There are several different ways you can monitor your backups and find out
whether they're succeeding. Which of these you choose to do is up to you and
your particular infrastructure:
1. **Job runner alerts**: The easiest place to start is with failure alerts
from the [scheduled job
runner](https://torsion.org/borgmatic/docs/how-to/set-up-backups/#autopilot) (cron,
systemd, etc.) that's running borgmatic. But note that if the job doesn't even
get scheduled (e.g. due to the job runner not running), you probably won't get
an alert at all! Still, this is a decent first line of defense, especially
when combined with some of the other approaches below.
2. **borgmatic error hooks**: The `on_error` hook allows you to run an arbitrary
command or script when borgmatic itself encounters an error running your
backups. So for instance, you can run a script to send yourself a text message
alert. But note that if borgmatic doesn't actually run, this alert won't fire.
See [error
hooks](https://torsion.org/borgmatic/docs/how-to/monitor-your-backups/#error-hooks)
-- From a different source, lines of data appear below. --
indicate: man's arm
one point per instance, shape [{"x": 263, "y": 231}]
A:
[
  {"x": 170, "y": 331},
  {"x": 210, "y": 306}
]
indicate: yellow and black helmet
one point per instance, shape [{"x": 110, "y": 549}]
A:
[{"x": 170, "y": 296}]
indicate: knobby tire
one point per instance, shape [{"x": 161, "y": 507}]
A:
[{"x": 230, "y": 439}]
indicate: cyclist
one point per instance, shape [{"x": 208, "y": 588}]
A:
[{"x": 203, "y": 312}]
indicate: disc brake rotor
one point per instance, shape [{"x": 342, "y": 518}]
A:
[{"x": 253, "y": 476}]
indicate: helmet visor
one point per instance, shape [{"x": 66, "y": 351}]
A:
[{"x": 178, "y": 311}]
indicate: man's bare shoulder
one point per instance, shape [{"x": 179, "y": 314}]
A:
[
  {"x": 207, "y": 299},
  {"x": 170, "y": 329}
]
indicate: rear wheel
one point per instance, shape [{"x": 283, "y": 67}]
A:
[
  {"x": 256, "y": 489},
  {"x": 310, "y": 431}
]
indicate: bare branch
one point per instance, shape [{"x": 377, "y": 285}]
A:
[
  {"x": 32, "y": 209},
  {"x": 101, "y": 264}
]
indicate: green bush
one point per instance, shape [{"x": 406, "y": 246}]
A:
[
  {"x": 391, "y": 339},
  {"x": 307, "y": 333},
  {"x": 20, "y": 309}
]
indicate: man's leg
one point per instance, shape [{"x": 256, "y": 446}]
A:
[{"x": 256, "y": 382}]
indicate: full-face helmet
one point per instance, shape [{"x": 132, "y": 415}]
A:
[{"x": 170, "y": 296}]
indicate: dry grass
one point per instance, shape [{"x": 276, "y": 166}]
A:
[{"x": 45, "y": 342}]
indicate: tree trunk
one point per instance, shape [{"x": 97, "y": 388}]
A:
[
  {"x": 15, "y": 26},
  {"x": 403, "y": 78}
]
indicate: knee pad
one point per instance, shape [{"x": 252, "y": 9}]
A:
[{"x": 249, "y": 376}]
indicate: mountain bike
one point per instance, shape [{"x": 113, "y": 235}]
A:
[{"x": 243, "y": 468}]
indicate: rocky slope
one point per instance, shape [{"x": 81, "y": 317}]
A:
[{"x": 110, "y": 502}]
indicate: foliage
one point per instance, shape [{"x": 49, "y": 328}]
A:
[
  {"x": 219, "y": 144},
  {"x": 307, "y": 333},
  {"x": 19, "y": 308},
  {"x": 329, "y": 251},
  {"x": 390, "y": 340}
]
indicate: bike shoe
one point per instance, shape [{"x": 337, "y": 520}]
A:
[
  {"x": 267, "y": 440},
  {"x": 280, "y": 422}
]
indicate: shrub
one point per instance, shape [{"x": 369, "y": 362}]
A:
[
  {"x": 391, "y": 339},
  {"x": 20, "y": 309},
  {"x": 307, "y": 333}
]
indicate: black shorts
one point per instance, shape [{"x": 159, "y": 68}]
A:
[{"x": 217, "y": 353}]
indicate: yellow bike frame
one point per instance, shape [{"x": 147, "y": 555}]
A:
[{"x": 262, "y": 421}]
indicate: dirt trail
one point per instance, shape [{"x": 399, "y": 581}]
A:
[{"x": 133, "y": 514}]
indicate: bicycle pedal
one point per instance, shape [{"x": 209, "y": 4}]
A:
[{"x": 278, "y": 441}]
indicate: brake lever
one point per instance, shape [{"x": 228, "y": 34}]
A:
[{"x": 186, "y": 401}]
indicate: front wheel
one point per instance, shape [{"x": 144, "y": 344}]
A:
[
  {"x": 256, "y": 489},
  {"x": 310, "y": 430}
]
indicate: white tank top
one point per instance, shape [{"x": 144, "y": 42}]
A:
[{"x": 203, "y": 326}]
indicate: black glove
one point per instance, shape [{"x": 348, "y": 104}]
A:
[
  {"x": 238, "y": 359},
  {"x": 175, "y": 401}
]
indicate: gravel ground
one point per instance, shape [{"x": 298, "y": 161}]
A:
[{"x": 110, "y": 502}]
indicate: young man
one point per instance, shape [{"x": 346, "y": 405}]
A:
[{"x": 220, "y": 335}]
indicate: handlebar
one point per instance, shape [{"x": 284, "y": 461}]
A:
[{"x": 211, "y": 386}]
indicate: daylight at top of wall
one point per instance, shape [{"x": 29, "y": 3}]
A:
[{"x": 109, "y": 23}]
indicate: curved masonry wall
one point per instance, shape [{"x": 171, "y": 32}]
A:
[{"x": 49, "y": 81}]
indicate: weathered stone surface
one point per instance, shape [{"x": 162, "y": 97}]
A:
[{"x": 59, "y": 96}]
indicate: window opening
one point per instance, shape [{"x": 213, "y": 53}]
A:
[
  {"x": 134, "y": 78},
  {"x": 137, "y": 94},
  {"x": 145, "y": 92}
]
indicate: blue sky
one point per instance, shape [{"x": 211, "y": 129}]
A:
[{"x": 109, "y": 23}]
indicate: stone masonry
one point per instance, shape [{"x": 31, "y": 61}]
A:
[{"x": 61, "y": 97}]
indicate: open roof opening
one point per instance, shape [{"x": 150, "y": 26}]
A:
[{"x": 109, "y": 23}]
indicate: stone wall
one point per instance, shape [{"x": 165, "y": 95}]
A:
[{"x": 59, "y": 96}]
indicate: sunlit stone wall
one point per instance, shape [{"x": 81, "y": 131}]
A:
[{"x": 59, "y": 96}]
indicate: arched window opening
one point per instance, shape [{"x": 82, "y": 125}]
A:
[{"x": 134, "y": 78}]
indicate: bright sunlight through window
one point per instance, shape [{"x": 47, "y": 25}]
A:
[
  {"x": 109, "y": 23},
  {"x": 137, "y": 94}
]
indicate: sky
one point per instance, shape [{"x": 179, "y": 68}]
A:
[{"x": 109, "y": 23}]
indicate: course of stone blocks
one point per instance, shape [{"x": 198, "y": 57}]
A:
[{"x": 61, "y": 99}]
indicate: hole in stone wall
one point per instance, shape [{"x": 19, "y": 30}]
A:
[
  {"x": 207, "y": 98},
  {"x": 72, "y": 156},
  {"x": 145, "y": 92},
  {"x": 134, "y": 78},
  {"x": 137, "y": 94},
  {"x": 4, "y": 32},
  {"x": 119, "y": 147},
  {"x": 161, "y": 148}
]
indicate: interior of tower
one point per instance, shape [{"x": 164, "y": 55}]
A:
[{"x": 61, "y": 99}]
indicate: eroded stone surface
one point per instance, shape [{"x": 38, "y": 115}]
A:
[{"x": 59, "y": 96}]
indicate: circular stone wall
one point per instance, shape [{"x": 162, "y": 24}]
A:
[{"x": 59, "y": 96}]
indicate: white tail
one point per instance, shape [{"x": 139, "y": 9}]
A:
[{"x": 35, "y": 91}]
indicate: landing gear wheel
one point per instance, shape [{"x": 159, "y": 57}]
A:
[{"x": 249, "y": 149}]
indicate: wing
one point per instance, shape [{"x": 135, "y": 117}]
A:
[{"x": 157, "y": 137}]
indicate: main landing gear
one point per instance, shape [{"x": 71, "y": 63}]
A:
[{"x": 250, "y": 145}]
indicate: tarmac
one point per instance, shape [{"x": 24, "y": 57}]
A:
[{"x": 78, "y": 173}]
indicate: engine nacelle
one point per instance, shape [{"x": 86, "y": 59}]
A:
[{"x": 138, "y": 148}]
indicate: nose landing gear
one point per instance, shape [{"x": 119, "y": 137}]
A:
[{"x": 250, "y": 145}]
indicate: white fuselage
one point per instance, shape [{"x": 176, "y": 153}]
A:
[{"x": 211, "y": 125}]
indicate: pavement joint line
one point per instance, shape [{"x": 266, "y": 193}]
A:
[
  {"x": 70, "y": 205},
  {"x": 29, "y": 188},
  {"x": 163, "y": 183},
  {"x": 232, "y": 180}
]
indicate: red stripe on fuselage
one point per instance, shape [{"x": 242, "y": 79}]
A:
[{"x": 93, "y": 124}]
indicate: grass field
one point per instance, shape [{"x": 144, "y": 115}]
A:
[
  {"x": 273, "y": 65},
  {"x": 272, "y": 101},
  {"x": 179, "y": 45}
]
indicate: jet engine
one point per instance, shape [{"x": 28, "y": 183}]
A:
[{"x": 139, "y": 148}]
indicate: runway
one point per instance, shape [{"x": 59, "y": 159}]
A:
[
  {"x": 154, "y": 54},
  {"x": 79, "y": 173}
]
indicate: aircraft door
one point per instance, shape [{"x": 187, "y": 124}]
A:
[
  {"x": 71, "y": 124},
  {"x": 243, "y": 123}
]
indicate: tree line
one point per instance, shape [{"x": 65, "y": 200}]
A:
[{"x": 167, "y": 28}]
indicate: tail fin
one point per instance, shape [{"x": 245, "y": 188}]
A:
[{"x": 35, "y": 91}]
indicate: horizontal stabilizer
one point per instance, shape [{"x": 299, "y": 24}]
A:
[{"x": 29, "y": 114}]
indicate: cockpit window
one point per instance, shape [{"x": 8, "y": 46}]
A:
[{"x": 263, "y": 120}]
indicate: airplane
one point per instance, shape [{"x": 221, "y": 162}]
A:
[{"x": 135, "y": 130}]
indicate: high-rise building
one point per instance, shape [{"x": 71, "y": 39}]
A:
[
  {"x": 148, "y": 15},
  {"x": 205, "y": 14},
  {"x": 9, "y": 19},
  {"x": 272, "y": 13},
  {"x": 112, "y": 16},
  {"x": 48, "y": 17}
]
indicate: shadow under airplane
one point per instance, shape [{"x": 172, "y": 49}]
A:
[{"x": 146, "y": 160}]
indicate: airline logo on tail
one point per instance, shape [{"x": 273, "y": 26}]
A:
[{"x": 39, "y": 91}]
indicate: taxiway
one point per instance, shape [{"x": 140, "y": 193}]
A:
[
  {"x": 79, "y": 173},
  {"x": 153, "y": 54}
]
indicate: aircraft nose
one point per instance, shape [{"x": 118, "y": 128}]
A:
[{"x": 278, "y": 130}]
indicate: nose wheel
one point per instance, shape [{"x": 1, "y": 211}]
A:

below for how to configure this.
4. **borgmatic Healthchecks hook**: This feature integrates with the
[Healthchecks](https://healthchecks.io/) service, and pings Healthchecks
whenever borgmatic runs. That way, Healthchecks can alert you when something
goes wrong or it doesn't hear from borgmatic for a configured interval. (See
[Healthchecks
hook](https://torsion.org/borgmatic/docs/how-to/monitor-your-backups/#healthchecks-hook)
below for how to configure this.)
3. **Third-party monitoring software**: You can use traditional monitoring
software to consume borgmatic JSON output and track when the last
successful backup occurred. See [scripting
borgmatic](https://torsion.org/borgmatic/docs/how-to/monitor-your-backups/#scripting-borgmatic)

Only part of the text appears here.